Zoning allows more commercial building | Letter to the editor

In response

Zoning allows more commercial building

To the editor:

Melissa Carlson’s letter regarding the proposed hotel in Winslow published on Aug. 9, was fraught with inaccuracies. Oppose or support the hotel, but at least be truthful with facts.

Size — the hotel site is not zoned for a 15-room hotel. In fact, hotels in Winslow’s core zone are “permitted” up to 15 rooms, and at room 16 they become a “conditional” use. This parcel of land is one of the largest in Winslow; land area matters considerably in what might fit on a parcel. The zoning regulations for this land allow a mixed-use project of more than 120,000 square feet, much larger than the less than 74,000 proposed for the hotel.

Intensity — the hotel will have fewer people on site compared to a non-bonused residential/commercial project, also less parking, less traffic and noise which is strictly limited by local and state law. Development on this parcel, under existing zoning rules, allows for a project over 60 percent larger than the proposed hotel.

Precedent — allowing the hotel is not creating a means to build larger than the zoning currently allows. Current zoning on this parcel allows for significantly more development than proposed. It is wrong to suggest it sets any precedent for something larger than currently allowed.

Economic vitality — the hotel will generate considerable local economic benefits to our downtown, helping support our retail and service businesses that line Winslow Way. Conservative economic studies look at visitors spending locally over $200 for every $100 they spend at a hotel.
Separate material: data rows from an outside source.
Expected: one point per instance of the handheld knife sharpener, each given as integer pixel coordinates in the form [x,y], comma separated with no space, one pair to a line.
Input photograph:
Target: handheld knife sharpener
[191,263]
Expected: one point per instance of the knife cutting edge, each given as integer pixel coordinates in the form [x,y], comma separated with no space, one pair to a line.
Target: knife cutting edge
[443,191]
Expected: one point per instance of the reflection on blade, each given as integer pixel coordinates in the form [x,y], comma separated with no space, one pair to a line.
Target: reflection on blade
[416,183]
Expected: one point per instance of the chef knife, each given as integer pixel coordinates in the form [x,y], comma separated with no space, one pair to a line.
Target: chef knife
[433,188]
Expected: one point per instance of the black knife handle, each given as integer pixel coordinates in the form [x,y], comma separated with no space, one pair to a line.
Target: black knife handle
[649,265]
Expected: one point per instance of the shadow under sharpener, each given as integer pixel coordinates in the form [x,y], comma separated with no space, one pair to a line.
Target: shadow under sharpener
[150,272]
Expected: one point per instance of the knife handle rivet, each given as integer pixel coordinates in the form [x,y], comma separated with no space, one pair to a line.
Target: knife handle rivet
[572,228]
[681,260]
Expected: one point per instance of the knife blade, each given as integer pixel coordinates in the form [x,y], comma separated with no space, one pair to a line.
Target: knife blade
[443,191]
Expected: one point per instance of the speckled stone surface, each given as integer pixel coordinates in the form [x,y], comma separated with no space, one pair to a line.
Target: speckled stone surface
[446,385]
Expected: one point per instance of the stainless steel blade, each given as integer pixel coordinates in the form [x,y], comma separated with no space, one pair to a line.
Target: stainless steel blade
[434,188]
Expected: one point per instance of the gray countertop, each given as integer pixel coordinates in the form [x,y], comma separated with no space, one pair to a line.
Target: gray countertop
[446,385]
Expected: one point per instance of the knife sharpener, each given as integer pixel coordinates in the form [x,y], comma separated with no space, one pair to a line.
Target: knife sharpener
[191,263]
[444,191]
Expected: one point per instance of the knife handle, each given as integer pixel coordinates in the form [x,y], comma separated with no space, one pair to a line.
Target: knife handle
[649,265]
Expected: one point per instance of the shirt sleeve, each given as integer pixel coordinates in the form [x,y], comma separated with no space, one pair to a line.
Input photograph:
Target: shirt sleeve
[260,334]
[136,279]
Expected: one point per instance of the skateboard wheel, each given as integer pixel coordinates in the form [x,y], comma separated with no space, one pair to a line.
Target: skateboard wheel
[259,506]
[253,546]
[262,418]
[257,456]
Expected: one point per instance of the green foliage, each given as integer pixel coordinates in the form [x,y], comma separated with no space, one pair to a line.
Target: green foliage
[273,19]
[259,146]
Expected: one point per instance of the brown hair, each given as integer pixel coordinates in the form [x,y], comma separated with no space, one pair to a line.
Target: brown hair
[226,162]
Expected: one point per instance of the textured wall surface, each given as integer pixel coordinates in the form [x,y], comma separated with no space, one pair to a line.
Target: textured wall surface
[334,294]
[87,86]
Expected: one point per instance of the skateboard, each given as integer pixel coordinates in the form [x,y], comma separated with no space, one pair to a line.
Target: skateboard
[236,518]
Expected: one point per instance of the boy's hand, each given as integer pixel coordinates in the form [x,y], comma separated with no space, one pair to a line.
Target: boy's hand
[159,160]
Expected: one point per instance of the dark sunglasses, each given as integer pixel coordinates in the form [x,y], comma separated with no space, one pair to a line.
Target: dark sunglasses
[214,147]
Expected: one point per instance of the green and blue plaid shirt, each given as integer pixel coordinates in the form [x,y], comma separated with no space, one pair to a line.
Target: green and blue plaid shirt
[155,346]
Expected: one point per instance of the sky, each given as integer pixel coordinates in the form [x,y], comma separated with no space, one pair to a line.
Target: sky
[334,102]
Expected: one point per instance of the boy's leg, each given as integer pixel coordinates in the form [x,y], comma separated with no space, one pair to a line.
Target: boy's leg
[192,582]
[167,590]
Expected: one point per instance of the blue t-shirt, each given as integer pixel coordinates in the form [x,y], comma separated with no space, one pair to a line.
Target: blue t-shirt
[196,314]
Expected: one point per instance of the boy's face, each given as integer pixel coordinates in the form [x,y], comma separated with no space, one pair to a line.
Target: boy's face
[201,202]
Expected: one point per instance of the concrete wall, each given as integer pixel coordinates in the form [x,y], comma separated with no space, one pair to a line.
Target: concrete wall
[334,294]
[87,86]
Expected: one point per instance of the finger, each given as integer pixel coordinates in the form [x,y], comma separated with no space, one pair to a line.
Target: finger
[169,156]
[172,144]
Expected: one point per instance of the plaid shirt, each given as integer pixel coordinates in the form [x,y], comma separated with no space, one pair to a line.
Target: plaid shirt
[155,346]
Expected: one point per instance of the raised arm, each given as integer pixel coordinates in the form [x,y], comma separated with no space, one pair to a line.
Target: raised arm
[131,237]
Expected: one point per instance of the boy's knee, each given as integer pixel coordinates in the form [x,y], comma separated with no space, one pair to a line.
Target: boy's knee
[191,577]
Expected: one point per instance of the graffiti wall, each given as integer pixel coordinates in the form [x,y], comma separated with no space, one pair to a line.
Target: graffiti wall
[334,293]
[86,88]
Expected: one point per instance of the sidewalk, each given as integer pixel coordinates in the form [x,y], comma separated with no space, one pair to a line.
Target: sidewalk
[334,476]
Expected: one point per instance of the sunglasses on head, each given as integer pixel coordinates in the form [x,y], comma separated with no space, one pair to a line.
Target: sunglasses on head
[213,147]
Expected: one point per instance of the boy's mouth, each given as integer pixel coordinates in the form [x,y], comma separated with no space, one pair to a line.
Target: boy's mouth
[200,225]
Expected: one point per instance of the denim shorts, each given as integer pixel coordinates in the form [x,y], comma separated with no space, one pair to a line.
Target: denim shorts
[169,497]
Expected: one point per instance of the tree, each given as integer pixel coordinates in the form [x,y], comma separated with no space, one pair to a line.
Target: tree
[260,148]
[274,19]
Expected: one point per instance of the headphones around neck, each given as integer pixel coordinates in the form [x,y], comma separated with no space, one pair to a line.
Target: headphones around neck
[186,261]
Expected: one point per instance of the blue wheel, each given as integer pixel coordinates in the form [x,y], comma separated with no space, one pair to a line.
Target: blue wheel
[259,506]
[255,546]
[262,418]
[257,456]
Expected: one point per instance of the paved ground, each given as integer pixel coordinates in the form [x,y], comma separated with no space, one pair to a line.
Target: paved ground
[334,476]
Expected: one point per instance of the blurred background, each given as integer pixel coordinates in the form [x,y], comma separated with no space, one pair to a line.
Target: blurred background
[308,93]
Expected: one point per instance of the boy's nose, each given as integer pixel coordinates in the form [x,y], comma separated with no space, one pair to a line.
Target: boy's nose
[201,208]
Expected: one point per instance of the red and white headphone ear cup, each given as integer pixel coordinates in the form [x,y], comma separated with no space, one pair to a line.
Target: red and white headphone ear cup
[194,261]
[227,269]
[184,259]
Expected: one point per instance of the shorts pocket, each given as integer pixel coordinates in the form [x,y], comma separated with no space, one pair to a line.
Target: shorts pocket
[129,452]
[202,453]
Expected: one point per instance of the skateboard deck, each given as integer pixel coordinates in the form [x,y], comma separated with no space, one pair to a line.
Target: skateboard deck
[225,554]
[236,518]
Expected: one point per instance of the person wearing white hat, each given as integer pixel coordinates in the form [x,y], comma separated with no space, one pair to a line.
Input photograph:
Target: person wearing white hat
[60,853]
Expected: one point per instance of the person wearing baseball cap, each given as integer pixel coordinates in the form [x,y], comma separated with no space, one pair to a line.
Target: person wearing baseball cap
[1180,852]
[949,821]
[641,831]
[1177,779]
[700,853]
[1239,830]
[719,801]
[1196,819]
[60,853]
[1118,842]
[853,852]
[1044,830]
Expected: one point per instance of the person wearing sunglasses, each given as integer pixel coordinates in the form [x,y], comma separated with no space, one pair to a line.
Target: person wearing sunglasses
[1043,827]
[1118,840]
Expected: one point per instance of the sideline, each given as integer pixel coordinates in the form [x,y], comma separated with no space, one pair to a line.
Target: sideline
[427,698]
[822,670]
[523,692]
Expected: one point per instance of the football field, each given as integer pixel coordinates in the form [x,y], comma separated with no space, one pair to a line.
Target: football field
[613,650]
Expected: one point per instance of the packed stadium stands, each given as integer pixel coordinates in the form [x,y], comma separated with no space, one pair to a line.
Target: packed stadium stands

That is a significant positive benefit to our local businesses. It is not true that “smaller development” will be a similar economic generator.

High end restaurant providing “competition” — this isn’t bad, in fact competition is typically a good thing. It is more likely that visitors spending a couple of nights at the hotel will in fact try other local restaurants during their stay. Somehow inventing the notion that the Winslow Master Plan discourages new restaurants is false.

“Small town feel” — the land use regulations for Winslow implement the Comprehensive Plan and Winslow Master Plan; that’s what they’re supposed to do. The Design Review Board concluded that the hotel architecturally met those regulations and guidelines. The hotel is never more than three stories above grade, surrounded by a neighborhood that includes 11 buildings three and four stories tall.

Services for people who live here ­— the hotel has been designed to serve local needs for weddings, music recitals, and simply a place to meet in town. The owner has consistently made public statements about how engaging the community is critical to the success of the hotel. This has been ignored by the planning commission. It is disingenuous to suggest, as Carlson does, that the courtyard is only accessible to “patrons.” It’s a hotel, who has not walked into a great hotel and experienced their lobby or grounds?

Jobs — yes, the hotel will provide new jobs, a range of jobs at a range of salaries. That’s typically seen as a good thing. We also proposed adding some affordable housing to the overall project, to serve some of the staffers at these new jobs, ignored by the planning commission.